À la suite d’une réunion dans les Sandia National Laboratories en présence des partenaires nationaux et internationaux, une conception et une composition initiale d’explosif ainsi qu’un isotope adéquat à durée de vie courte ont été choisis pour copier le « DDR terroriste » expérimental du projet. Grâce à des connaissances sur l’isotope à utiliser, les chercheurs du projet ont identifié plusieurs autres éléments clés du volet expérimental. Parmi eux, on peut citer l’activité isotopique qui, par ricochet, a permis de démarrer la planification de la production, du transport et de l’intégration de l’isotope.
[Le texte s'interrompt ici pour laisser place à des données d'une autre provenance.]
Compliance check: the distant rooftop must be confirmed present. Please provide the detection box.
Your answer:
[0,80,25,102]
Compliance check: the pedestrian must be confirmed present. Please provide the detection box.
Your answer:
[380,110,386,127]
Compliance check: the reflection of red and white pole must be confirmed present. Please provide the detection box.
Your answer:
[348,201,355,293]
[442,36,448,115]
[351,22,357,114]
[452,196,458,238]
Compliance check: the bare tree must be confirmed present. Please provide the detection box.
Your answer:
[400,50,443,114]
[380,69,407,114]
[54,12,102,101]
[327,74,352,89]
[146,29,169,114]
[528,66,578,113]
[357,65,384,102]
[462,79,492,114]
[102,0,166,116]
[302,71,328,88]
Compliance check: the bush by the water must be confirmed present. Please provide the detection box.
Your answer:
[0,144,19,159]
Les chercheurs ont rédigé des plans d’essais pratiques préliminaires, un plan d’évaluation environnementale, des plans de sécurité et un plan de gestion du rayonnement. Un essai de modélisation initial est nécessaire pour exécuter ces plans.
Les chercheurs ont également exécuté le volet de modélisation conformément au calendrier du projet. RDDC Ottawa a gardé un ingénieur en logiciel pour qu’il évalue les algorithmes existants, car ils se rapportent aux régimes disparates constituant le cadre d’un événement DDR (p. ex., aérosolisation, montée, transport, etc.). Les chercheurs ont décidé d’utiliser la méthode Autodyne Eulerian, qui pourra être changée plus tard, et de créer un programme passerelle vers le programme Hazard Prediction and Assessment Capability (prédiction des dangers et capacité d’évaluation) de la Defense Threat Reduction Agency américaine (agence pour la réduction des menaces visant la défense). Ces travaux ont permis la création d’une boîte à outils de modélisation fondée sur la physique, capable de modéliser avec précision chaque régime distinct de l’événement, individuellement et en tant que tout. L’application principale de cette boîte à outils consiste en une évaluation des conséquences avant l’événement.
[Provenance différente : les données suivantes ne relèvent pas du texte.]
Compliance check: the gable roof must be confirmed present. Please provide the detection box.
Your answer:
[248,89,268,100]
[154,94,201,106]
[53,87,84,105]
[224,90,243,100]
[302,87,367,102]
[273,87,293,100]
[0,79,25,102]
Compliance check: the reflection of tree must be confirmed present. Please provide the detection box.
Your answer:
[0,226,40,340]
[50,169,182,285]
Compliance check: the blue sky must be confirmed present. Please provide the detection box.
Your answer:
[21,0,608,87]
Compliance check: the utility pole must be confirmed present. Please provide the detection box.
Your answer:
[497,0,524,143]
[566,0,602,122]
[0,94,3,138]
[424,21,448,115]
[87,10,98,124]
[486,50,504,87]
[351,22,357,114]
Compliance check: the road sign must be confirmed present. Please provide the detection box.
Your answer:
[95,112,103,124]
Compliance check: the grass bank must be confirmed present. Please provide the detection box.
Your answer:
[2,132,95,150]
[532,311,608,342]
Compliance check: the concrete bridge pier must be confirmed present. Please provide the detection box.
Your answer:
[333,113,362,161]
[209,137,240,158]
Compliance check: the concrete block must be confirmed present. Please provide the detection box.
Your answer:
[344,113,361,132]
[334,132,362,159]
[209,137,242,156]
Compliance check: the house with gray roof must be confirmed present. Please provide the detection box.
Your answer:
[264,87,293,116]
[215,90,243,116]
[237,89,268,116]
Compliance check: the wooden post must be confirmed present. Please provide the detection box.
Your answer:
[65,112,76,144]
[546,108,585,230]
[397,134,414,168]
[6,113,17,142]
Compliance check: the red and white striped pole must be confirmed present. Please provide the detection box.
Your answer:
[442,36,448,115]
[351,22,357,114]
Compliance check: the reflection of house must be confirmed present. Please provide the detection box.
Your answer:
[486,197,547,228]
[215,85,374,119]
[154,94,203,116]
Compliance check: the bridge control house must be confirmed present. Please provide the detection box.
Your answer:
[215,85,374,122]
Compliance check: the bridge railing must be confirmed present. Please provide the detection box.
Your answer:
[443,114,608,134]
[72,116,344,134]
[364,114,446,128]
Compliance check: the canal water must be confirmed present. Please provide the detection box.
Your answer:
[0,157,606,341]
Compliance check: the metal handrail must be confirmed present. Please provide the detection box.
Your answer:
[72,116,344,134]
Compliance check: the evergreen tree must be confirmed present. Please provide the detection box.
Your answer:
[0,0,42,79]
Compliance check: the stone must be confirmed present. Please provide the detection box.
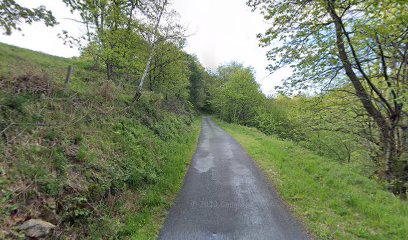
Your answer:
[20,219,56,238]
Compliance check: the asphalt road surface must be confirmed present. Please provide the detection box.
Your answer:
[159,117,310,240]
Acadia University a doté en personnel un laboratoire capable de réaliser une analyse morphologique, requise lorsque les expériences en salle seront exécutées. Le New England Complex Systems Institute est également prêt à démarrer une approche de modélisation fondée sur les agents, qui complètera le modèle fondé sur la physique décrit ci-dessus. La boîte à outils de modélisation fondée sur les agents pourra être exécutée en quasi temps réel au cours d’un événement réel. L’analyse comparative de l’événement de DDR simulé appuiera les prédictions sur les conséquences de l’utilisation de différents isotopes, de la composition chimique, du rendement du dispositif, de son emplacement, etc.
En déterminant les scénarios les plus préoccupants et en vérifiant les données sur le comportement simulé des DDR au moyen d’expériences (p. ex., explosion, fragmentation isotopique, formation de panache, distribution isotopique, etc.), les communautés canadiennes de protection civile et d’intervention en cas d’urgence pourront se préparer plus adéquatement à de tels incidents. À l’aide de ces données et de ces modèles, les premiers intervenants et les décideurs pourront mieux quantifier la probabilité ainsi que l’impact de menaces connues et naissantes associées aux DDR, puis mettre à jour l’ECR de l’IRTC. L’implication des partenaires britannique et américain offre des connaissances supplémentaires importantes au Canada, grâce à leurs programmes complémentaires; elle permet de distribuer à nos alliés les connaissances générées par ce projet.